Eager to repeat his club’s successes from the year before, Keenan recruited additional firepower for the Lincoln Giants’ 1925 championship series with the Bronx Giants, and a preceding contest against a group of major leaguers. The Pittsburgh Courier reported that Keenan’s lineup for that earlier event might include John Henry “Pop” Lloyd of the Bacharach Giants, plus the outfielder many newspapers called the black Babe Ruth: Oscar Charleston.

The Lincoln-All-Stars match, held on October 11, lost much of its luster when Commissioner Kenesaw Landis blocked Philadelphia Athletics spitballer Jack Quinn and rookie catcher Mickey Cochrane from playing.21 Luckily for Keenan and the Bronx Giants’ Zimmerman, Landis didn’t interfere with the Lincoln-Bronx matchup. That cleared the way for Zimmerman to play Gehrig, and for Charleston to shine against high-caliber White major-league players he was barred from playing alongside.

As the club’s player-manager and chief gate attraction, Charleston had led the Harrisburg Giants to a solid 48-24-1 record in the ECL, finishing second behind the Hilldale club from suburban Philadelphia. Riding the peak of his Hall of Fame career, he was “a meteor now flashing … with a dazzling luster.”22

Charleston won the ECL triple crown for a second straight year, including hitting .427 with an otherworldly 1.299 OPS. He also dominated games Harrisburg played outside of the ECL, racking up at least 26 more home runs in those contests by the end of September, according to the Lancaster (Pennsylvania) New Era.23

In a nationwide poll conducted by Pittsburgh Courier sportswriter W. Rollo Wilson after the ECL season, Charleston was voted the most popular player on a “mythical all-Eastern baseball team.”24 In reporting poll results, the Pittsburgh Courier called Charleston “the greatest colored outfielder of all times.”25

The 1925 Bronx championship series opened with a doubleheader on Sunday, October 18, at the Protectory Oval, under fair skies and temperatures in the low 50s.26 The home Lincoln Giants took the field in Game 1 with southpaw Rube Chambers on the mound, Charleston in center field, and regulars at the other positions.27 The visiting Bronx Giants lineup had Gehrig batting cleanup and playing first base, New York Giants rookie center fielder Al Moore in center field and 31-year-old Cincinnati Reds rookie Chuck Dressen at third base.28 Reid “Rube” Zellars of the International League’s Jersey City Skeeters was their starting pitcher. 

A crowd of 6,000 was treated to a scoreless pitchers’ duel over the first four innings.29 In the top of the fifth, left fielder Charlie Mason made a “star catch,” then gunned down a runner at home to keep the game scoreless.30 In the Lincolns half of the fifth, Charleston “laced one of his famous home runs” to break the deadlock.
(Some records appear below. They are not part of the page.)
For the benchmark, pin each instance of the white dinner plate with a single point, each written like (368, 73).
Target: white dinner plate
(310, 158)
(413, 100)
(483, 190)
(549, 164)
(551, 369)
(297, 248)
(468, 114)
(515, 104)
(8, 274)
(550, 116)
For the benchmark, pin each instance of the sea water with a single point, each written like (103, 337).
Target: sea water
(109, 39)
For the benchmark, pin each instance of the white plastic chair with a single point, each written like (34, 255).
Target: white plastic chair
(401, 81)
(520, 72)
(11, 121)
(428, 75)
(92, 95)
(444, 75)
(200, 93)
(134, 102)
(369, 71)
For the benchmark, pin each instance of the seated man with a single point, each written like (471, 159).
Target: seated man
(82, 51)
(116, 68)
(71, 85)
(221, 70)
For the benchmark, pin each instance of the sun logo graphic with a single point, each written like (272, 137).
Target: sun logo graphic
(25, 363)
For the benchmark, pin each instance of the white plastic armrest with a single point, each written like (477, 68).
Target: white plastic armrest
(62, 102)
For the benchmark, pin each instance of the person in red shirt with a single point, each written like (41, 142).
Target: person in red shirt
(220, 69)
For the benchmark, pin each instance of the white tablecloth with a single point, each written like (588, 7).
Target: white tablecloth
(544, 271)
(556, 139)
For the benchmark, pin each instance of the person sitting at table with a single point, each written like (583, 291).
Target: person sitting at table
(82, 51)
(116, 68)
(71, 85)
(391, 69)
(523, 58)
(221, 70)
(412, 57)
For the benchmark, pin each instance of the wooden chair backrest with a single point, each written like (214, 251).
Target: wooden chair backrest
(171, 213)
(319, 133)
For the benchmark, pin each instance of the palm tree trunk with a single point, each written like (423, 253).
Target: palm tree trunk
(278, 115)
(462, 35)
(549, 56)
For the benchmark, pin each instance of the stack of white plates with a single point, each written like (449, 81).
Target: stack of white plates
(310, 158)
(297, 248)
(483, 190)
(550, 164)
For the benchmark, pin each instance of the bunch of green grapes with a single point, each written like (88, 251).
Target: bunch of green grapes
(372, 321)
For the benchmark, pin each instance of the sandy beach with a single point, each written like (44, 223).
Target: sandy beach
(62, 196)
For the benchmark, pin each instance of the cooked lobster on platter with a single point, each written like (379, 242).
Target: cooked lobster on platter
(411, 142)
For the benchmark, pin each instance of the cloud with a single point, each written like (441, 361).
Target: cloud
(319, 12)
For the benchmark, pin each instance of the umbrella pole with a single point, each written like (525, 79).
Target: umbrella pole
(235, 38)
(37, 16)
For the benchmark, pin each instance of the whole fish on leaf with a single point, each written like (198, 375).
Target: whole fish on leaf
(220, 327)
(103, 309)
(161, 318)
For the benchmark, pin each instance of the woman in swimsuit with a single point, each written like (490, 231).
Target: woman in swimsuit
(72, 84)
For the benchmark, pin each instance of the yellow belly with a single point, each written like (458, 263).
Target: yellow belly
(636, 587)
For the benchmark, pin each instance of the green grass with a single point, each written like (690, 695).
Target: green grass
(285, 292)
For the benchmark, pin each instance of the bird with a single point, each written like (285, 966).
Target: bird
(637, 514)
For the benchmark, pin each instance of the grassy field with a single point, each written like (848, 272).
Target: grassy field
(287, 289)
A fly ball by 22-year-old Bronx shortstop Billy Urbanski after three walks with nobody out in the top of the sixth tied the score, 1-1.31 Chambers fanned the next two batters to escape further damage.
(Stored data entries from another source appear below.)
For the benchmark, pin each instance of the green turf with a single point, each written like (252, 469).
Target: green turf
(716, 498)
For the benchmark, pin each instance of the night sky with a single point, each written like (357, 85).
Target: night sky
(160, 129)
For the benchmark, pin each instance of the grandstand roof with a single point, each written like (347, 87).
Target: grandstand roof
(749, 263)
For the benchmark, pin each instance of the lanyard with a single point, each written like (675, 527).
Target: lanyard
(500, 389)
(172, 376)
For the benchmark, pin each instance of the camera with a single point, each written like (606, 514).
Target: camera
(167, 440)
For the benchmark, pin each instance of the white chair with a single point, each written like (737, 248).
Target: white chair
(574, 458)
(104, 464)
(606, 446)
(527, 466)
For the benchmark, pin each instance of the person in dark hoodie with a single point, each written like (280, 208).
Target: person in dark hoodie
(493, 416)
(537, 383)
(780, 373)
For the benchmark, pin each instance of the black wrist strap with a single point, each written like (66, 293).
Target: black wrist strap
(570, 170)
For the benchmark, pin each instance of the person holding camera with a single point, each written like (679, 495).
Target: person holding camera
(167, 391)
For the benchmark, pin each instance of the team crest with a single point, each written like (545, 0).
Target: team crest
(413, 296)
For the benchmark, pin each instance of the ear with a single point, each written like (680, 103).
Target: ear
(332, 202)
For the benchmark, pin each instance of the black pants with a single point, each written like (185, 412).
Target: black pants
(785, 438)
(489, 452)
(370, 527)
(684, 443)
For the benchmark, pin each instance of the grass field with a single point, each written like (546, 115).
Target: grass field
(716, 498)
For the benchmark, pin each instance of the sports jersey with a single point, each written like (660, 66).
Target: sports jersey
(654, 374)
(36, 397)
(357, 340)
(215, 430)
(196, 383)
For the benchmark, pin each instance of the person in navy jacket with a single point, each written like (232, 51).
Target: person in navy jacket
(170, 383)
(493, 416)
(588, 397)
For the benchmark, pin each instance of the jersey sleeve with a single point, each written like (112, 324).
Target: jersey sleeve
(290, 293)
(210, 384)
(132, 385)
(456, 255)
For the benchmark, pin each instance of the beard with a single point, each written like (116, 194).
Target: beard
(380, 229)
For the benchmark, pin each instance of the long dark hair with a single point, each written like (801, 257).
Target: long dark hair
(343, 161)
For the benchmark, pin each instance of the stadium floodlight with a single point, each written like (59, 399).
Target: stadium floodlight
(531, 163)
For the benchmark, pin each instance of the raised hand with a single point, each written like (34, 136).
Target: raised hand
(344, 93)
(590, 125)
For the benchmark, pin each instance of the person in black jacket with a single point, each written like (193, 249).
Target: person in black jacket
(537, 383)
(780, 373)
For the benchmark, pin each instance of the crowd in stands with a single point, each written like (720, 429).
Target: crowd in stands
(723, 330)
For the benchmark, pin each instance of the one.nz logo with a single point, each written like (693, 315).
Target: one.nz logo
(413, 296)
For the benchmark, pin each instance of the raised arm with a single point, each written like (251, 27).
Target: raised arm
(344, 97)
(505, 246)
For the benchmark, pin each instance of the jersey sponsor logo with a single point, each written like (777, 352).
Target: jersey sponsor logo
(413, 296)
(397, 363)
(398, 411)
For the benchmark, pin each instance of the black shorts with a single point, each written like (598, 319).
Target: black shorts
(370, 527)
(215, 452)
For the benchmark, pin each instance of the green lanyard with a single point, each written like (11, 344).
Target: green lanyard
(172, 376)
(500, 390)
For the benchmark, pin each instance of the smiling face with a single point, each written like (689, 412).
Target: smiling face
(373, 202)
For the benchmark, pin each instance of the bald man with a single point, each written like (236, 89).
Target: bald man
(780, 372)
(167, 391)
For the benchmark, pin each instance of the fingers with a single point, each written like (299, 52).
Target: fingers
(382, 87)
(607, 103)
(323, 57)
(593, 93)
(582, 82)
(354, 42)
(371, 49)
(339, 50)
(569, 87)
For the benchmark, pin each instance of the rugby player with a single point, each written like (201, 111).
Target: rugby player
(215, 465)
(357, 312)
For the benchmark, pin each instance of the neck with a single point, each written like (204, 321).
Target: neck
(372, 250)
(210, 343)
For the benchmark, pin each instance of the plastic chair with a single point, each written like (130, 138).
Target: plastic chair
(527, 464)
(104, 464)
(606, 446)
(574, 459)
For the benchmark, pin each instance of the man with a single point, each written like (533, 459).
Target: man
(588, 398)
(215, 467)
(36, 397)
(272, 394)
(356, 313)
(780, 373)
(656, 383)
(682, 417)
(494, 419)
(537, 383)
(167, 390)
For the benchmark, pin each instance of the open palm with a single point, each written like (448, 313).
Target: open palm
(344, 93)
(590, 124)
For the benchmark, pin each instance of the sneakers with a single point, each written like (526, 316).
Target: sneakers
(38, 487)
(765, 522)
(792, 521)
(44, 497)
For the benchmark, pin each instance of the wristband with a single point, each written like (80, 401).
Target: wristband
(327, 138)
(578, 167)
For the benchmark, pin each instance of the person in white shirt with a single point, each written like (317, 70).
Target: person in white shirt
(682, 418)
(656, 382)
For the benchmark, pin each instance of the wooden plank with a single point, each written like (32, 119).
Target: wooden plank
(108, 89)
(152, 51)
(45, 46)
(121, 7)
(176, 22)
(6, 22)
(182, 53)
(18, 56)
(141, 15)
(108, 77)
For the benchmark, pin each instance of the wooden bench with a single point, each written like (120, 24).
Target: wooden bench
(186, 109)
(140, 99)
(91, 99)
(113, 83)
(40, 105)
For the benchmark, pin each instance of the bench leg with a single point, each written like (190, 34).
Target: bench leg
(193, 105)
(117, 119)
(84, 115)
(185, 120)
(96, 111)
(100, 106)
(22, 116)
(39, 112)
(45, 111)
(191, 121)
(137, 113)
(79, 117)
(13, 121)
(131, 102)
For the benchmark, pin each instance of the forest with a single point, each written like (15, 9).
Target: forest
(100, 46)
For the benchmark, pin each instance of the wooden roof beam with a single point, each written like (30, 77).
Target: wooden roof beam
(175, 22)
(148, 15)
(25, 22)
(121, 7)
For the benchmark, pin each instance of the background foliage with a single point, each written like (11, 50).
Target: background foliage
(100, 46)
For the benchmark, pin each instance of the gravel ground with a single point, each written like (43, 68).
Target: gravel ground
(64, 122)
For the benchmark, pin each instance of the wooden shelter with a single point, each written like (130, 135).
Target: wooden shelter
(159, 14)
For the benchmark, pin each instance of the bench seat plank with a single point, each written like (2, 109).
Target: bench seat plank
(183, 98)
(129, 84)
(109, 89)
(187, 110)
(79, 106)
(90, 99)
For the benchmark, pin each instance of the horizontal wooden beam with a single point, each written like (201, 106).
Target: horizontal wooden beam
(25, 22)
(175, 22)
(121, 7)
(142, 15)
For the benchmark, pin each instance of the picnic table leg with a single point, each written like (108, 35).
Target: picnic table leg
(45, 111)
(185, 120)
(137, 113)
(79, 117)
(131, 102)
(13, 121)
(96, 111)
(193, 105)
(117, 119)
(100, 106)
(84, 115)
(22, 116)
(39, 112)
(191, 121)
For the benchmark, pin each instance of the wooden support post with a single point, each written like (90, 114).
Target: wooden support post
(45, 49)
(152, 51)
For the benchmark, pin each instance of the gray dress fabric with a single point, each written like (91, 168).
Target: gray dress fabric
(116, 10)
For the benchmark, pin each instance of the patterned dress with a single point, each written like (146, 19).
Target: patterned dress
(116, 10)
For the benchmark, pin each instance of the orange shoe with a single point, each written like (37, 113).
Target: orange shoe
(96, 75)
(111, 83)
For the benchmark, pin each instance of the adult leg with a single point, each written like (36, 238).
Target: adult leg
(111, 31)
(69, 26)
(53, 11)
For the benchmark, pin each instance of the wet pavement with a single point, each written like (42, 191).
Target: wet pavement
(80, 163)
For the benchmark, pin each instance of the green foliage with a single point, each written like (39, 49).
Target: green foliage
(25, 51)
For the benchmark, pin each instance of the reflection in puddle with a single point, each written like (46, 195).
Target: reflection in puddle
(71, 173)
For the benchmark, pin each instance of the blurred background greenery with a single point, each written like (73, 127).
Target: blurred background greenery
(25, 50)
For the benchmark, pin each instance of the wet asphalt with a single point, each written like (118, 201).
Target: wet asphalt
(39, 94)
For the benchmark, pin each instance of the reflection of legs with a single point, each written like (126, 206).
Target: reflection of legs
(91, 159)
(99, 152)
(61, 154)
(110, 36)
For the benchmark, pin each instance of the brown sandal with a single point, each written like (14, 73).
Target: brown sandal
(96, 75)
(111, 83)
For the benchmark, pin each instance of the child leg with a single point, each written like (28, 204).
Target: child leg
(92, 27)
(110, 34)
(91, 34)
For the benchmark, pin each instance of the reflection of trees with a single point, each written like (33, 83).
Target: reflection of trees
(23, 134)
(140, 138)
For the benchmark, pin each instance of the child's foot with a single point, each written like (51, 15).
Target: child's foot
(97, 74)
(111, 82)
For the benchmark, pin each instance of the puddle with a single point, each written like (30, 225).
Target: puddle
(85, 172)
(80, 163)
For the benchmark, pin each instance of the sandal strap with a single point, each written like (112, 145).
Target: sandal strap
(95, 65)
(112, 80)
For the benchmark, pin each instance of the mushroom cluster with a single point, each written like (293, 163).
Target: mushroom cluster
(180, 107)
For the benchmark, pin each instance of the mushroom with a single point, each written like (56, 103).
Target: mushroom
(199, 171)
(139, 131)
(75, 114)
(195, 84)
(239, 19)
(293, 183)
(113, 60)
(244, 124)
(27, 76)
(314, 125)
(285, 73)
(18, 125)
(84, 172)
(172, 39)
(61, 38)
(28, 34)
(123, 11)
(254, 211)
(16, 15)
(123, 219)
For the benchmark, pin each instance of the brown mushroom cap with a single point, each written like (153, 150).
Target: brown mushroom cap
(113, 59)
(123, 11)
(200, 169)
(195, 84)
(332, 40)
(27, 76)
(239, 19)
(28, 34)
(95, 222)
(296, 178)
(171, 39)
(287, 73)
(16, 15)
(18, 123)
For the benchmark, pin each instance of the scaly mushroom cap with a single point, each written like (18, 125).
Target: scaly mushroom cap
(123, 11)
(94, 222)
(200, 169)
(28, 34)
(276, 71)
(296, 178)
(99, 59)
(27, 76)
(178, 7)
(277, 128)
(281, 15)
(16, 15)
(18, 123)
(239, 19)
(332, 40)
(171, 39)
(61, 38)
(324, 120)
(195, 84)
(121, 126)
The Lincolns immediately took back the lead, as Burdell Young plated Cleo Smith with a single. The next two innings were scoreless, leaving the Bronx Giants down a run entering the ninth. An errant throw to third by first baseman Robert “Highpockets” Hudspeth allowed Gehrig to score the tying run. The Lincolns proved unable to score in the bottom of the ninth, pushing the contest into extra innings.

Both teams came up empty in the 10th, with Young’s splendid catch in deep right field preventing a Bronx score.32 The 11th inning brought “an avalanche of runs.”33 Chambers, by now tiring, gave up a single, then walked Gehrig and Moore (his 12th and 13th walks of the game) to load the bases. Lincoln Giants captain-shortstop Clarence Lindsay replaced Chambers with righty Bill Nuttall, who promptly surrendered a bases-clearing double that second baseman Riley “hit through” Hudspeth.34 Dressen singled, moving Riley to third, after which Nuttall uncorked a wild pitch that brought Riley home.
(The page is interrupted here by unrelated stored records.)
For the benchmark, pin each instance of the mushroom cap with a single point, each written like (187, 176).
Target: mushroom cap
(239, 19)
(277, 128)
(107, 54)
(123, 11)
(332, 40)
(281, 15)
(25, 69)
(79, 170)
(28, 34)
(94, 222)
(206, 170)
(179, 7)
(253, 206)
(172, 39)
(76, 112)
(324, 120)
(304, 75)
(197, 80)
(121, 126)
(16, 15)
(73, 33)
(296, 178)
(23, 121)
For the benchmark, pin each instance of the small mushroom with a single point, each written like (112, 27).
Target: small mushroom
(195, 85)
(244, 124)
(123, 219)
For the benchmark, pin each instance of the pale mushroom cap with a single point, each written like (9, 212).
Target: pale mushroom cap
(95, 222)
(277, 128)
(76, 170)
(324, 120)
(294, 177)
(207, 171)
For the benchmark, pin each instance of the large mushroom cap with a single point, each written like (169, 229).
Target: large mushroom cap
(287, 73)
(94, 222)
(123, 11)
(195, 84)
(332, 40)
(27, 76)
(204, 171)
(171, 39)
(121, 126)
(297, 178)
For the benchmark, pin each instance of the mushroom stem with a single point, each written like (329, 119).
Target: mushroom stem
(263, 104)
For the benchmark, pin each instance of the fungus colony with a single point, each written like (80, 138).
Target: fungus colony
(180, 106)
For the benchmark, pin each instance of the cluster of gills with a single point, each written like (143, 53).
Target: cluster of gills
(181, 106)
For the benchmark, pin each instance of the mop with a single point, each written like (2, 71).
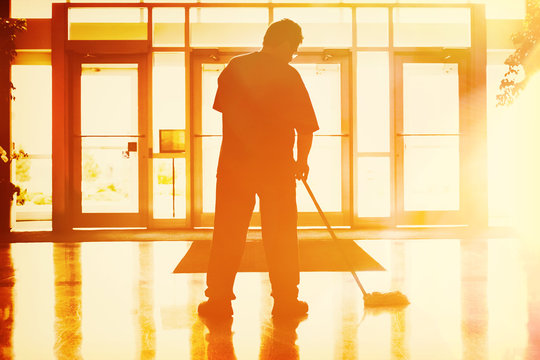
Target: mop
(374, 299)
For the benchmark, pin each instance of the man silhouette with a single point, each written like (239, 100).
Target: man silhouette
(263, 102)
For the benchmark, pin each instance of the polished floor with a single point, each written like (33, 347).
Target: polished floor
(470, 299)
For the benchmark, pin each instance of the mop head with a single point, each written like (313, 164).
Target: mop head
(391, 299)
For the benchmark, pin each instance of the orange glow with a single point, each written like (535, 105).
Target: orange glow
(105, 298)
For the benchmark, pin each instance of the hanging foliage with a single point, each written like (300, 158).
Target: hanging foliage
(8, 31)
(525, 60)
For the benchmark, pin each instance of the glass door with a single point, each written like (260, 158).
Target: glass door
(326, 78)
(430, 133)
(109, 158)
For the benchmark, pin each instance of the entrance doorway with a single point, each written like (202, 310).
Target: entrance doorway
(108, 137)
(326, 76)
(430, 137)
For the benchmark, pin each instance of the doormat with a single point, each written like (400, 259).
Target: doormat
(314, 255)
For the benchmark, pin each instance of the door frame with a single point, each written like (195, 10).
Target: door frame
(80, 219)
(338, 56)
(428, 218)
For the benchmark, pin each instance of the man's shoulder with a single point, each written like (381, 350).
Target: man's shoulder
(244, 58)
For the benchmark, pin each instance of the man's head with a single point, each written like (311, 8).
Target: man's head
(282, 38)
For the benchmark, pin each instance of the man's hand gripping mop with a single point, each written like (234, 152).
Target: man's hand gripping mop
(375, 299)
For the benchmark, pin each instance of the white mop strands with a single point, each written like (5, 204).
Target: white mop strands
(374, 299)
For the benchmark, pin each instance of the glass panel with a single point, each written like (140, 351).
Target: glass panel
(373, 186)
(324, 176)
(31, 111)
(211, 119)
(168, 94)
(323, 82)
(432, 27)
(110, 175)
(166, 204)
(109, 106)
(109, 103)
(501, 182)
(34, 176)
(431, 173)
(321, 26)
(372, 26)
(430, 98)
(373, 102)
(107, 23)
(210, 156)
(31, 115)
(228, 26)
(168, 26)
(31, 9)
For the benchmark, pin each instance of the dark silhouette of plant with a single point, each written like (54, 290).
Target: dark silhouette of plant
(8, 31)
(7, 188)
(523, 63)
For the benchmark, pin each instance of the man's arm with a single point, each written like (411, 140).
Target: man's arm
(303, 146)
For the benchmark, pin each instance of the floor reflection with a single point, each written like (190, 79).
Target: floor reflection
(68, 301)
(7, 280)
(470, 299)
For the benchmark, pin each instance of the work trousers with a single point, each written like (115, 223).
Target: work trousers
(235, 200)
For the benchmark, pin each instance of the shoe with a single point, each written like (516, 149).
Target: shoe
(293, 309)
(214, 308)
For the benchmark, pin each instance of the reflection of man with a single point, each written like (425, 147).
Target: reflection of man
(263, 101)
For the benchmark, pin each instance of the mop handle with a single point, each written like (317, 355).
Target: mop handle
(333, 235)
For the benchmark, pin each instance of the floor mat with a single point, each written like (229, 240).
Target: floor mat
(315, 255)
The Bronx Giants held a commanding 6-2 lead, but the Lincoln Giants had no intention of going quietly. In the bottom of the inning, Charleston drilled a two-bagger for his fourth hit of the game. The next batter, Mason, singled to drive in the big Cuban, giving him four hits for the game as well. Up next was Smith, whose third hit of the game drove in Mason.

Zellars retired Hudspeth but then gave up a single to Young, scoring Smith for the fifth Lincoln run. The Lincolns had cut the deficit to a single run. With two men on, the home crowd roaring, and his teammates urging him on, catcher Rich Gee stood at the plate. A hit could tie or even win the game. But it wasn’t to be. Gee struck out to end the game. Despite being outhit 21 to 7, and striking out 11 times, the Bronx Giants had taken Game 1.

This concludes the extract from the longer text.